Cantal : la canicule fait flamber les prix des fruits et légumes
Les fortes chaleurs de juillet réduisent les rendements et entraînent une envolée des cours sur les marchés d'Aurillac et Vic-sur-Cère
Dans le Cantal, l'été 2026 met à rude épreuve producteurs et consommateurs. La canicule provoque des pertes de récoltes estimées entre 25 et 30 %, tandis que les prix grimpent sur les étals locaux.
L'essentiel
Ce qu'il faut retenir
- Le Cantal placé en vigilance orange canicule le 9 juillet 2026, avec 35,5°C enregistrés à Aurillac.
- La FNSEA estime les pertes de récoltes de fruits et légumes entre 25 et 30 % dans les zones touchées.
- Les tomates affichent +20 % au niveau national, le concombre passe de 1,50 à 2,50 €.
- Les coûts d'irrigation en forte hausse pèsent sur les marges des producteurs locaux.
Les marchés d’Aurillac et de Vic-sur-Cère affichent des prix en forte hausse cet été. La canicule qui frappe le département depuis début juillet provoque des pertes importantes dans les exploitations maraîchères et arboricoles. Selon La Montagne, producteurs et consommateurs subissent de plein fouet cette flambée des cours.
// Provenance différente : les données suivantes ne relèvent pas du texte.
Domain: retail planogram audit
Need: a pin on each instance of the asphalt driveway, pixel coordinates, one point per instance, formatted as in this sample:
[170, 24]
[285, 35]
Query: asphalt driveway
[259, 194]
Des récoltes sous pression thermique
Le Cantal a été placé en vigilance orange canicule le 9 juillet 2026, avec des températures atteignant 35,5°C à Aurillac, selon la préfecture. Les fortes chaleurs ont provoqué des brûlures sur les cultures, réduit les calibres et accéléré la chute prématurée des fruits, indique Météo Consult.
La FNSEA n’a pas estimé les pertes de récoltes entre 25 et 30 % dans les zones touchées. Les producteurs locaux font face à une double peine : baisse des volumes et hausse des coûts d’irrigation. Sur les étals, l’offre se raréfie et les prix s’ajustent à la hausse.
Une tension sur les prix à la consommation
L’interprofession Interfel confirme une tension sur les cotations qui menace le budget alimentaire des ménages, selon le Renseignement Économique. Au niveau national, le phénomène dit de « heatflation » - la hausse des prix liée aux fortes chaleurs - touche l’ensemble de la filière fruits et légumes.
Selon TF1 Info, certains produits enregistrent des hausses spectaculaires : les tomates affichent +33 %, tandis que le concombre passe de 1,62 à 1,78 €. Cette dynamique se répercute sur les marchés cantaliens, où producteurs et clients ajustent leurs pratiques face à la hausse généralisée des coûts.
Contexte dans le Cantal
Le département compte environ 145 000 habitants, avec une économie rurale marquée par l’élevage et les filières fromagères. La production maraîchère et arboricole y reste modeste mais structure l’offre locale sur les marchés de proximité. Aurillac, préfecture de 26 000 habitants, centralise une partie des circuits courts du département.
Cette crise estivale s’inscrit dans un contexte national de stress thermique qui perturbe les cultures de printemps, rappelle le ministère de l’Agriculture. Le Cantal, territoire de moyenne montagne, subit les mêmes aléas climatiques que les bassins de production plus intensifs.
Producteurs et consommateurs dos à dos
Comme le souligne un producteur interrogé par La Montagne, « si les producteurs augmentent les prix, ce n’est pas pour se faire plaisir. C’est qu’ils sont en grande difficulté ». Les marges se réduisent sous l’effet combiné des pertes de rendement et de l’envolée des charges, notamment l’irrigation.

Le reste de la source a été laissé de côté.